In Event Sourcing, the event stream is the Source of Truth, rather than the database of the source service. You need to persist the whole chain of events to reconstruct your state. By contrast, we use Kafka as a temporary communication rather than a persistent storage mechanism.
The consumers need to understand the semantics of each type of event they’re interested in, in order to be able to reconstruct state from the events. Each event type reflects specific actions that happened to your system, like ArchivedJobAds or DeletedUser, and the consumers require specific logic to derive the state of an object by applying different types of events differently. This creates coupling between producer and conumers: If you introduce a new ArchivedJobAds event, you first need to update all the consumers to undertand and process that new event, or they won’t be able to reconstruct an accurate representation of the JobAd object.
Order and exhaustiveness matter with Event Sourcing. Your system will end up in a different state if you apply a TimeFive and a PlusThree event in different orders, or skip one. Event Sourcing events also don’t typically contain the full state of the object they contain, but only the relevant data for the event’s application, kind of like a diff, so if you miss one the changes it was carrying might be lost. By contrast, we produce the full state of the object in each of our change events, so it doesn’t matter if you miss an intermediary event or if you consume them out of order, you can still easily reconstruct the final state of the record.

For all these reasons, we feel that a lower-level replication mechanism gives us a much simpler and less coupled system that fits well the majority of use-cases.

There are however cases when we do miss the semantics provided by event types. That’s typically when we want to trigger additional treatments, besides replication, in reaction to a specific event like a status change. For instance a service may react to a job ad becoming “published” by pushing it to outside sources.

We can address those needs by 2 different mechanisms:

Inferring the event from the state change, by comparing the new consumed state with the old existing state stored in the consumer’s data. For instance if we consume a job ad in the “published” state and see that we were already holding a “draft” version of that same job ad, we can treat that as a publication event. That adds unwelcome complexity and error risk to the consumers, so we tend to offload these “reactive” treatments to background jobs triggered by the consumers, so that they won’t cause errors or slow down the more critical replication mission of the consumer.
Ad-hoc semantic Domain Events, distinct from the replication messages, propagated via dedicated Kafka topics or by some other means like synchronous API calls. These are very similar to Event Sourcing events, except they’re not the Source of Truth and can be reserved to specific use-cases where they add value. Our use-cases for them include analytics tracking events, anonymization, CRM integration…

Summary

In summary, when we need to expose data across services, the Source of Truth service will produce a versioned Protobuf message containing the full new state of the object into a Kafka topic for each change of the object.

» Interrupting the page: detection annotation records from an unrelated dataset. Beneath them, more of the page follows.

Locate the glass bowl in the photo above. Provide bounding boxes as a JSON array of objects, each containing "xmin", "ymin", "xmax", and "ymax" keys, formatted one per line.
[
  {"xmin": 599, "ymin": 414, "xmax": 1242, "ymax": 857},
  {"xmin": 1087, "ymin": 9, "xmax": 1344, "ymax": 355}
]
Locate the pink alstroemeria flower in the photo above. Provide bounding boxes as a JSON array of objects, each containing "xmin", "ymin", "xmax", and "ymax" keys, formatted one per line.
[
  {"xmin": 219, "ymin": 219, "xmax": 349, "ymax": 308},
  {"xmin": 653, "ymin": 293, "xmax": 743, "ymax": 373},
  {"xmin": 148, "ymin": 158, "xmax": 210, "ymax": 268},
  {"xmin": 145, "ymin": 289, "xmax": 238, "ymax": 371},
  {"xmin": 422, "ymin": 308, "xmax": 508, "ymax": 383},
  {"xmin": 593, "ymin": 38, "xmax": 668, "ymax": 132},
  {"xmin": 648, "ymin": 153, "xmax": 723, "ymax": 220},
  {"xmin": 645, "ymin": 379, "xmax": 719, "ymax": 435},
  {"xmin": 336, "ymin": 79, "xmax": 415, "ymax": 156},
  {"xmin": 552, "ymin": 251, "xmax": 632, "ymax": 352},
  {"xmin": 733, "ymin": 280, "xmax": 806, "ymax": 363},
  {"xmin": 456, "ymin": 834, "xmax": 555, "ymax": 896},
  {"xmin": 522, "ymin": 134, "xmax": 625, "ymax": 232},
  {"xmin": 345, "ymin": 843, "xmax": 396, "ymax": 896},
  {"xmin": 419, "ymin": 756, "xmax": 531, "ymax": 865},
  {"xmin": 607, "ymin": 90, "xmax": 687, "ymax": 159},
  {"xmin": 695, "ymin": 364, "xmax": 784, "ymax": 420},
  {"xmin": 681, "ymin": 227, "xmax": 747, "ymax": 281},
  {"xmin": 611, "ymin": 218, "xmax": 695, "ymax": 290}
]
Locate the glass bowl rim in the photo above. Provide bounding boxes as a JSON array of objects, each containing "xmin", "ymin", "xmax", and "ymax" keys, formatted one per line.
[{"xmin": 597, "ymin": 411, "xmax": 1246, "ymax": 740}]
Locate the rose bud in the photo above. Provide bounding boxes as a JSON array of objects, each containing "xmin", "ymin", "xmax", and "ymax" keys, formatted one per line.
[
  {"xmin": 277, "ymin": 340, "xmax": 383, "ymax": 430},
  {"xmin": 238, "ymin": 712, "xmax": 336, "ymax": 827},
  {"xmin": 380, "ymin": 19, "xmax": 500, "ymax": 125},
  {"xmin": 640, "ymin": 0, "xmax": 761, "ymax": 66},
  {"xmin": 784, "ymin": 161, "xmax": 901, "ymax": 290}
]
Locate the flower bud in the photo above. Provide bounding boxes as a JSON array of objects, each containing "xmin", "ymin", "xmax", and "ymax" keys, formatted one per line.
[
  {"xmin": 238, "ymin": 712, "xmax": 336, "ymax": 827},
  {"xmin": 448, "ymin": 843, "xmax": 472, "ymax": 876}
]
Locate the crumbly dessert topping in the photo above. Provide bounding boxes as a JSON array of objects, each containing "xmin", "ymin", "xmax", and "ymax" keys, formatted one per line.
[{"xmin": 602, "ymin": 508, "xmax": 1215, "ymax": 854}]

The message will include the following fields:

id to identify records within a stream, and find out which replication events apply to which object
seq, incremented at each update on a given object, to store the version of the object and ensure we don’t overwrite newer versions with older versions
delete_time to convey that an object has been deleted
all the fields of the object that we may want to expose, i.e. the latest full object state

Consumer services can subscribe to the topic to upsert the objects in their own local database, maintaining their own local copy of the data.

The consumer code is kept fast, simple and focused on replication, and any follow-up reactive processing is offloaded to background jobs or cron tasks.